If in August 2020 they had asked me to describe cryptocurrencies using a picture, I would have used the image of an Italian beach: crowded in summer and empty in winter. During the bull markets, everyone competes to find the most exotic crypto, but when the dark season arrives, everyone disappears. Understandable, given that making money in a shrinking market is difficult and requires advanced trading skills. However, the advent of DeFi changed everything: it turned cryptocurrencies into a market for all seasons.
As we mentioned in the previous article, DeFi has introduced the possibility of using crypto to generate passive income. There are various strategies, but today I will show you the most common method by far: liquidity mining, or how to "earn" through liquidity.
The process is quite simple and requires only two ingredients: your digital wallet, with your cryptocurrencies inside, and a decentralized platform to exchange crypto, also called DEX (Decentralized Exchenge).
Three steps are required:
Step 1: Provide liquidity
To allow us to trade cryptocurrencies, every decentralized platform needs liquidity: the peculiarity of DeFi is that anyone is able to provide it, thus being remunerated. Once our wallet is connected, all we have to do is deposit the cryptocurrencies of our preference on the platform. Please note that in most cases we will be required to choose between a pair of supported cryptocurrencies and deposit an amount of equivalent value for both coins. If you are taking your first steps in the world of DeFi this requirement may seem strange to you, but it is only a way to make trading more efficient.
Once the liquidity has been deposited, you will receive in return a sort of receipt, more commonly known as a Liquidity Provider Token (LP Token), which certifies your right to withdraw liquidity from the platform. Completing this step allows you to start receiving commissions collected from users who trade on the platform, which are then redistributed to liquidity providers.
Step 2: Multiply your income
As mentioned above, liquidity is the lifeblood of any decentralized platform: for this reason, very often ad-hoc incentive programs are created, which allow you to also put your LP Token into income.
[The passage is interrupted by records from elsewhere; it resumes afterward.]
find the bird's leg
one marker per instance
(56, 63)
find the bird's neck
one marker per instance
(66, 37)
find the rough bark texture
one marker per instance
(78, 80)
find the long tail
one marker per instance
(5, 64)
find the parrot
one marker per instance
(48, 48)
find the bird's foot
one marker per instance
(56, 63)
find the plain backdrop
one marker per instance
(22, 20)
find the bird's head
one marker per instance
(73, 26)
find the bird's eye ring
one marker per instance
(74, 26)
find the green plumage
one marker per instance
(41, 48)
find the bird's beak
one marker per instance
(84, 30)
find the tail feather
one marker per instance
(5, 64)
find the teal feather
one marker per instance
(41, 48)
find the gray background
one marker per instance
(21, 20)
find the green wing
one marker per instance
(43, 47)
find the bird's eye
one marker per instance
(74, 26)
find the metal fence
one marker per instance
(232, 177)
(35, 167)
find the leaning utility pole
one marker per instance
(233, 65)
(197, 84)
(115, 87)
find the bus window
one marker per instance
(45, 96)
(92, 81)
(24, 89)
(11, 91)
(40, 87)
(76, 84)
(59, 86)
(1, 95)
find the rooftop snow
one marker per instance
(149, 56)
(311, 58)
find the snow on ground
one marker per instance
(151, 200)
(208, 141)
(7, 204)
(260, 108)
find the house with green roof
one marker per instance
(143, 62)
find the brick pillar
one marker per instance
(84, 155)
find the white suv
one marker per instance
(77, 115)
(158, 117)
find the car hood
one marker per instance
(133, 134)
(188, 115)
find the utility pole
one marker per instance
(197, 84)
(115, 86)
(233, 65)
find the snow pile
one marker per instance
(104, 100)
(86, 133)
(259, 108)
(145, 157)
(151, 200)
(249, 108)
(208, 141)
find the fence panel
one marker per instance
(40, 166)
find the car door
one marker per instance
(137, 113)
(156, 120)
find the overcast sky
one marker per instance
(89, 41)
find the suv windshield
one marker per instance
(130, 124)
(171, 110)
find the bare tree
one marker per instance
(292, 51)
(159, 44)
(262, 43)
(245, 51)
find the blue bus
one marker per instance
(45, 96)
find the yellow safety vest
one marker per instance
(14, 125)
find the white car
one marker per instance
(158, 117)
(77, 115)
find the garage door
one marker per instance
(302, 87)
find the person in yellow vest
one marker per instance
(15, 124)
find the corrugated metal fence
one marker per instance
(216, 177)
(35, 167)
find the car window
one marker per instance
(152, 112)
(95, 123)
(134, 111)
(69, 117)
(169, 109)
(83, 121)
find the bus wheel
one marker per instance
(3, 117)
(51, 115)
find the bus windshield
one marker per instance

Yes, you got it right: not only can you earn from your cryptocurrencies, but also from the receipt you obtained by depositing the liquidity. All you have to do is check if the DEX you are using has an active incentive program, find the crypto pair that corresponds to your receipt and deposit it.
The most interesting aspect of this step is that in most cases these rewards far exceed the income obtained from the commissions of the first step, with returns that can even exceed the three-digit percentage.
Step 3: Reap the rewards
You should know that, if the income produced in the first step is directly reinvested by the platform, increasing your share of provided liquidity, the same mechanism does not apply to the second step. As the days go by, on the page where you deposited your LP Token you will see your rewards count grow and it will be up to you to collect them. Be careful though, these are usually paid with a cryptocurrency issued by the platform itself. This is a not negligible detail, since it can jeopardize the value of your rewards: for this reason, one of the most common strategies is to redeem and sell them as soon as possible.
The beauty of DeFi is that each step reuses the result of the previous one, allowing us to increase our earnings. However, it must be remembered that all this is not without risks, including, but not limited to, the possibility of a hacker attack, a malfunction of the platform, as well as the phantom "impermanent loss." In future articles, we will explore all types of risk: for now, it is enough to know that the opportunity is real, but requires awareness and attention.